Friday, October 20, 2006

Cards Beat Mets in Dramatic Fashion: “That’s Baseball!”

If I heard it once, I heard it three dozen times as I went inside the Cape Cod Baseball League while researching my recent book about the league: something unusual, or unusually dramatic, would occur, and the players would explain it by saying, “That’s baseball!”

I mention this because there may be no better way than that to sum up the just-concluded National League Championship Series, the concluding game of which last night featured a remarkable number of unlikely heroes and heroics. Here are just a few:

• St. Louis rookie closer Adam Wainwright struck out Mets’ slugger Carlos Beltran on three pitches, looking, to end the game and the series.

• Light-hitting (.216 for his career) Cards’ catcher Yadier Molina gave his club the victory with a two-run homer in the top of the ninth.
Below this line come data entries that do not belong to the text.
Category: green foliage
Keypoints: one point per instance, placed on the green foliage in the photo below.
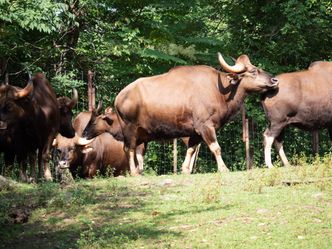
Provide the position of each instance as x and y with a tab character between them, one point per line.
124	40
190	211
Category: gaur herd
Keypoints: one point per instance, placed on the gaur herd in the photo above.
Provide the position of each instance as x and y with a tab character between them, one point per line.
189	102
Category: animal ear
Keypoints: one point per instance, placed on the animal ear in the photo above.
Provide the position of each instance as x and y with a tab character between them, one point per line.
108	119
99	107
87	149
74	99
24	92
82	141
55	142
108	110
233	78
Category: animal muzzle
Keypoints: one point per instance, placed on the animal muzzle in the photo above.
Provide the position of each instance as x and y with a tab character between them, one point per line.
274	82
3	125
63	164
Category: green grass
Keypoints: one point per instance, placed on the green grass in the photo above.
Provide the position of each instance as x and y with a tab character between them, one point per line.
235	210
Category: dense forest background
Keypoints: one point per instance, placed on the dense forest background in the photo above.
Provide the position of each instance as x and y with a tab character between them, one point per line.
121	41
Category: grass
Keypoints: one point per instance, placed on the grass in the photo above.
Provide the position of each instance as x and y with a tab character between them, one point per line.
235	210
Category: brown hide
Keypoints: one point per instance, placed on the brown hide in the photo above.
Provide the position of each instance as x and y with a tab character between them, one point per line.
187	101
107	122
30	117
303	99
66	105
80	122
107	153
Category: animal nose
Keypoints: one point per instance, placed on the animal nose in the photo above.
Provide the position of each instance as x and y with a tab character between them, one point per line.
63	164
274	81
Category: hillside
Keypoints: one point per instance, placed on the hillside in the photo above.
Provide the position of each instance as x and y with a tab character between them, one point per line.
279	208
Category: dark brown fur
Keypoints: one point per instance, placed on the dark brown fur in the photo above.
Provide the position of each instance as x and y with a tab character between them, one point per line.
304	100
188	101
31	121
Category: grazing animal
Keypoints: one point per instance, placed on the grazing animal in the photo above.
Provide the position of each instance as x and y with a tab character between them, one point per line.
108	122
29	120
66	105
187	101
303	100
105	152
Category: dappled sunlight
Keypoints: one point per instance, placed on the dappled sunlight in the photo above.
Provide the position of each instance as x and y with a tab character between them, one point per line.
205	210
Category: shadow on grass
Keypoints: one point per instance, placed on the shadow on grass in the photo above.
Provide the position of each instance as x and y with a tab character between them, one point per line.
74	203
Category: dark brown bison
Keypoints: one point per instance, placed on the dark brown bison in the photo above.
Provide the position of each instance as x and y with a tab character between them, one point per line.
304	100
108	122
187	101
30	119
104	152
66	105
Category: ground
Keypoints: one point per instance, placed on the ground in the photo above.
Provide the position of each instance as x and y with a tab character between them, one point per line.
278	208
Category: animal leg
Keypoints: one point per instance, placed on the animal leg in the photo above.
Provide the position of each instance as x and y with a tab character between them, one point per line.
190	154
140	158
32	162
187	161
209	136
268	141
279	147
132	164
194	158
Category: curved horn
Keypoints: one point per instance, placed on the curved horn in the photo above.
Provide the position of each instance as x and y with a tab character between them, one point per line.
99	107
24	92
74	99
237	68
82	141
109	109
55	142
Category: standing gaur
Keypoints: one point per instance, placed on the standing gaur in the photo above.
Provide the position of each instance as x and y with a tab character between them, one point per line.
304	100
187	101
29	121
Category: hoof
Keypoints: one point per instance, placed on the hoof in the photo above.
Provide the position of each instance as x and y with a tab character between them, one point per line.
224	170
186	171
135	173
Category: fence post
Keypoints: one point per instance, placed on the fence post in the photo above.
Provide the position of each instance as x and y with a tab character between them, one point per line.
175	156
6	78
245	138
315	141
91	91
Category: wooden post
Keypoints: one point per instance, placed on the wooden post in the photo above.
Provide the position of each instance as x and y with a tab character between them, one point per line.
175	156
245	138
315	141
6	78
194	158
91	91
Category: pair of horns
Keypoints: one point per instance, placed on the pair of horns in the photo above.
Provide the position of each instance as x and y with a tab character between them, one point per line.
23	92
74	99
241	64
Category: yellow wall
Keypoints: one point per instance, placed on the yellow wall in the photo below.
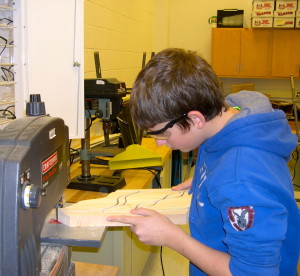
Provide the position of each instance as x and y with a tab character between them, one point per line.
120	30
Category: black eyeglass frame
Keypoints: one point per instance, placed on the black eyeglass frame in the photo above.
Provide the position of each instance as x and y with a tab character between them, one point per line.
167	126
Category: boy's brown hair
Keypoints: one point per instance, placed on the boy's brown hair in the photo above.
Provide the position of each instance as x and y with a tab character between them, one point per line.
172	83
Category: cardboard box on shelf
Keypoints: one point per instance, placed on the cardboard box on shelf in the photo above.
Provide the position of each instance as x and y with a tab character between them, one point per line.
262	13
290	5
262	22
263	5
284	22
284	13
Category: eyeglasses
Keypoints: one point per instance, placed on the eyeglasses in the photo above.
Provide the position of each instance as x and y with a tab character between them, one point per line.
157	133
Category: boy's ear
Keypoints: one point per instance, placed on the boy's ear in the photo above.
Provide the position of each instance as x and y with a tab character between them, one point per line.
197	118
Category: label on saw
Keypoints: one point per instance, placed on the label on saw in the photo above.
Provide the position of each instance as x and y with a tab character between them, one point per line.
51	166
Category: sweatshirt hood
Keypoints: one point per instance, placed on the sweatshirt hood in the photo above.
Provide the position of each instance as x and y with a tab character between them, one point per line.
257	125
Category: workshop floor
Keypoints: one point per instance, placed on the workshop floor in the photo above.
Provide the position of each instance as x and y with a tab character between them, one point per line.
173	262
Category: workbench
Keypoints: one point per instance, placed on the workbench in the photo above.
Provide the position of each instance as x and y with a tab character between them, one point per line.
119	246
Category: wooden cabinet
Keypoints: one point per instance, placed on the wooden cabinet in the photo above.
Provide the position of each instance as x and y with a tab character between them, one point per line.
255	53
226	51
285	53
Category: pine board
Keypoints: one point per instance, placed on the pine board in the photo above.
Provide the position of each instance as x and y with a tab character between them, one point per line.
173	204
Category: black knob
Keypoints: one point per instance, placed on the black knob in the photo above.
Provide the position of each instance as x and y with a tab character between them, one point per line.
34	196
35	107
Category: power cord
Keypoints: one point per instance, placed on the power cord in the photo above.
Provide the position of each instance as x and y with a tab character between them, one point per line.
295	156
161	262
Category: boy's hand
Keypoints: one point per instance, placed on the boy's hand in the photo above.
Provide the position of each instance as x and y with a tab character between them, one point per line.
151	227
186	185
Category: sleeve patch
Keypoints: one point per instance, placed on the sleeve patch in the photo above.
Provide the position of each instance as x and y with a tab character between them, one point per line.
241	218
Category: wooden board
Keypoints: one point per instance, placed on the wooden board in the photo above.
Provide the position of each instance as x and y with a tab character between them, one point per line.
173	204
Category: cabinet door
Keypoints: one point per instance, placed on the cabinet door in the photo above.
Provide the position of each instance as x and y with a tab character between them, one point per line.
226	51
255	53
286	54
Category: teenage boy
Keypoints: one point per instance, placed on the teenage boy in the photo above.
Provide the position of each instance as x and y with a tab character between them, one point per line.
243	217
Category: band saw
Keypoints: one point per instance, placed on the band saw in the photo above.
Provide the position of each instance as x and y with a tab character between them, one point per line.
34	171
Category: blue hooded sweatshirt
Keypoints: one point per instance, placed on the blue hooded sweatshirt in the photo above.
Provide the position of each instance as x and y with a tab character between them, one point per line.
243	198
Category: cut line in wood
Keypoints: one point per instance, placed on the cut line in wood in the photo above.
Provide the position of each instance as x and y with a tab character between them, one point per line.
94	212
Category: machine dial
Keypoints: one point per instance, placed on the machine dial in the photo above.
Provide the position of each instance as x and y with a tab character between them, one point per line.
31	196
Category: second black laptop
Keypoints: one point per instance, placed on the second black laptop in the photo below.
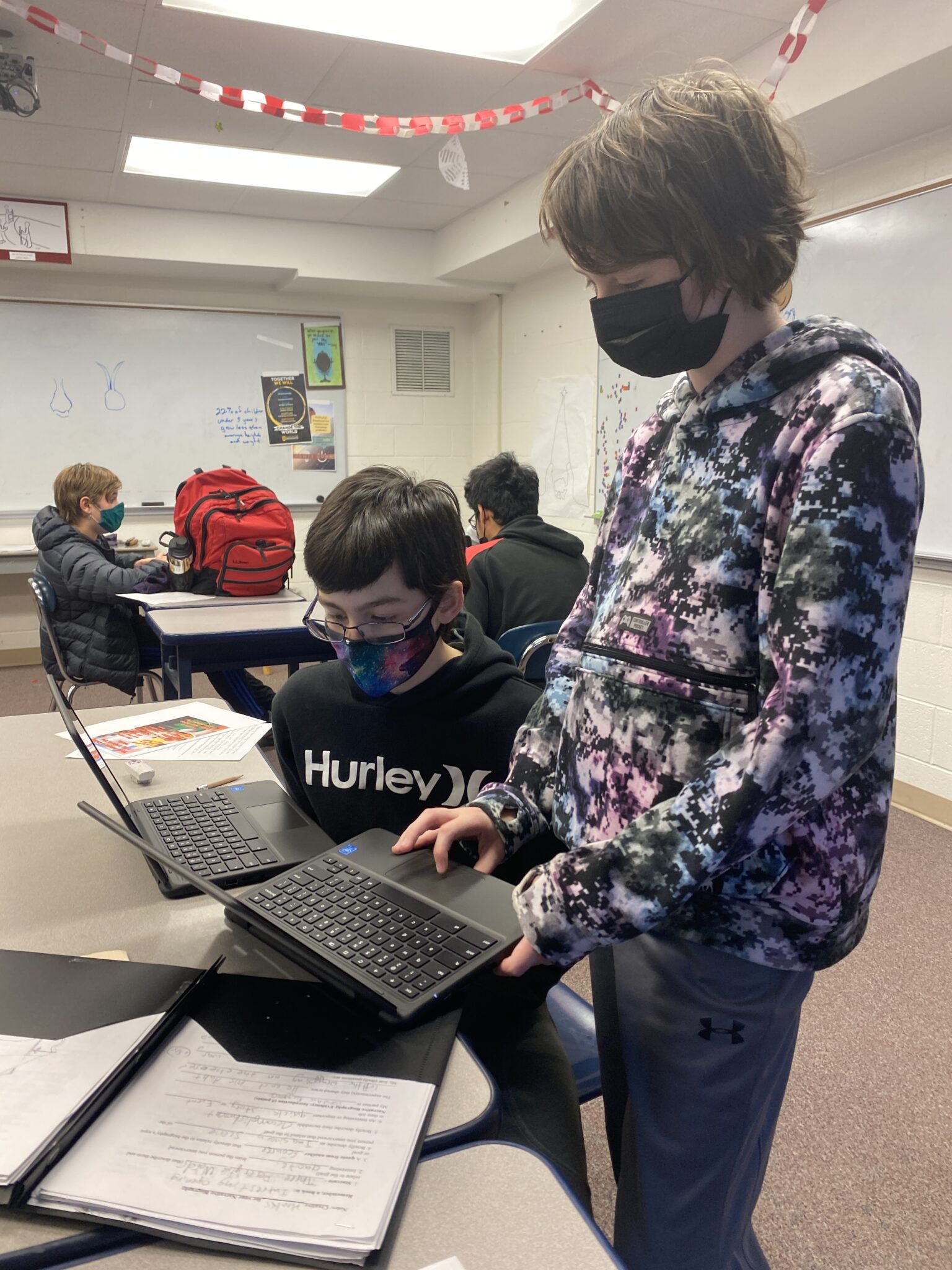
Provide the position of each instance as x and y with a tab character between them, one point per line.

• Mets’ left fielder Endy Hernandez made a spectacular leaping catch in the sixth to rob Scott Rolen of a two-run dinger of his own, and then triggered a textbook inning-ending relay to double runner Jim Edmonds off first.

• Mets’ starter Oliver Perez, a “project” at best (3-13 for the year) who was in the game only because Pedro Martinez and Orlando Hernandez were lost to injury, matched Cards’ starter Jeff Suppan inning for inning, allowing but a single run in six innings before departing.

How could all this happen, you ask? How could Mets’ rookie John Maine – the “other guy” in the deal that sent pitcher Kris Benson to Baltimore – beat Cy Young Award winner Chris Carpenter on Wednesday to force the seventh game? How could Suppan – a decent enough pitcher who seems never to have quite fulfilled his full potential – be named MVP of a series that featured such stars as Beltran, Albert Pujols, and Carlos Delgado?

I’ll tell you how: that’s baseball, and it’s what makes baseball great.

Cardinals/Tigers, ’68 and ’06. Let the games begin!